A Plumbers Wife!

By hebsjournal

Blast from the past

Corin has been busy sorting the loft out, so I snuck up there today, whilst he was out fixing my Great Aunt's fence and garage, to have a nosey around and see if anything interesting had turned up.

Aside from all the photos of me that I had hidden due to my fatness, I also found all my old school reports. The oldest one was from 1980, so I would have been 7. That probably means I was in Mrs Robinson's class. My favourite part of the report is the bit that says

"...she must learn that sometimes she will come up against something that isn't easy and tears aren't the answer."

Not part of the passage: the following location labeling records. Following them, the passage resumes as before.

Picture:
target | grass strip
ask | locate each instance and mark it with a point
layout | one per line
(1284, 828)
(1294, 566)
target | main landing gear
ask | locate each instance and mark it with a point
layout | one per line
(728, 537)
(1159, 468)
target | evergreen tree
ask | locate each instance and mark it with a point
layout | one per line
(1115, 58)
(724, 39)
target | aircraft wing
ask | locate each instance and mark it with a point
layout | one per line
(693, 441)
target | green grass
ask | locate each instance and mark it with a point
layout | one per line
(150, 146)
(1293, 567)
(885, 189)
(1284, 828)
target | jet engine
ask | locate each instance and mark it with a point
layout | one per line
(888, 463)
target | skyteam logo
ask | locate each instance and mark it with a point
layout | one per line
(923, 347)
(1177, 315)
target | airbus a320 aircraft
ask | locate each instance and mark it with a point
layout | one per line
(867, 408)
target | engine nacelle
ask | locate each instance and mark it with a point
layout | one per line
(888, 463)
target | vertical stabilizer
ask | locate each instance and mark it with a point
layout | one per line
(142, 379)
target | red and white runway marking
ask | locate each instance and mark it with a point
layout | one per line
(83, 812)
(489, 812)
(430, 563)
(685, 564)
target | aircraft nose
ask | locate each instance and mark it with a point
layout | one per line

Well, Mrs Robinson. I agree. I also disagree. The answer is quite often one, or any combination, of the things off the list below;
1. Chocolate
2. Vodka
3. A nice cup of tea
4. Shouting and screaming
5. Spending money
6. Eating cake
7. Playing music really really loud
8. Pulling faces / making rude gestures behind someone's back
9. "Quality time" with one's husband
10. A nice hot bath

But sometimes, tears are the only way!

Other favourite comments include:
"She must check the accuracy of her spelling and punctuation" - apparently, at age 11, I wasn't quite the grammar freak that I appear to have become in my middle age.

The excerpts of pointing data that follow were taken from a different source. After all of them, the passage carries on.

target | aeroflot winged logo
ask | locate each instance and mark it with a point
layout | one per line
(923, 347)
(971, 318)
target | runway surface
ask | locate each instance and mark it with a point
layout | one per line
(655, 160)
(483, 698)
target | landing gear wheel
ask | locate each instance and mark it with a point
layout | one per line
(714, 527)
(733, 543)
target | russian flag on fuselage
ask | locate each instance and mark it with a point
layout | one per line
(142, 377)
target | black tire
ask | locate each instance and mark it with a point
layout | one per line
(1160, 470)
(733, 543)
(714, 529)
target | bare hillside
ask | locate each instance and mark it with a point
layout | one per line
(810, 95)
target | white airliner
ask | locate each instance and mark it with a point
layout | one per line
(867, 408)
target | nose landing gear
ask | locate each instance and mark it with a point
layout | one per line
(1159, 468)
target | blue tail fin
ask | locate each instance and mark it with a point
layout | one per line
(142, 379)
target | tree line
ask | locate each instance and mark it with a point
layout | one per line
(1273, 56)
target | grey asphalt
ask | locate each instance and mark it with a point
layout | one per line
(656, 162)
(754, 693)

"She created a delightful witch dance" - at High School, as part of my Dance performance in PE, just in case we were wondering what sort of school I went to. Apparently, I was also "developing into a useful forward in the hockey game." Bless Mrs Thorley - she was the scary Deputy Head, whose clothing was colour co-ordinated to the max. If she was wearing a green suit, she also wore green tights and green shoes. She was strict and she could stop a whole corridor of girls with just one word. How I loved her. Genuinely, I have such fond memories of her - she was such a support to me at school, always there and we never fell out (probably because I was a good girl and scared of getting into trouble!).

"Her essay writing is technically accurate and fairly imaginative." - damned with faint praise? My humour and imagination must have developed as I got older, because clearly it wasn't that impressive at school.

I also enjoyed the discovery that my best pieces of work in the first year of my GCSE in English were
* An essay on smoking and
* A comprehension from the 1984 16+ examination on the subject of advertising prunes.

What the hell is an advertising prune?

Apparently I talked a lot too - virtually every subject report card for 5 years at high school states that I made lots of oral contributions, which is teacher code for "she's a chatterbox".

No surprises there then!

All girls school. Needlework for 6 months every year, cooking for the other six months. All before political correctness. Happy days.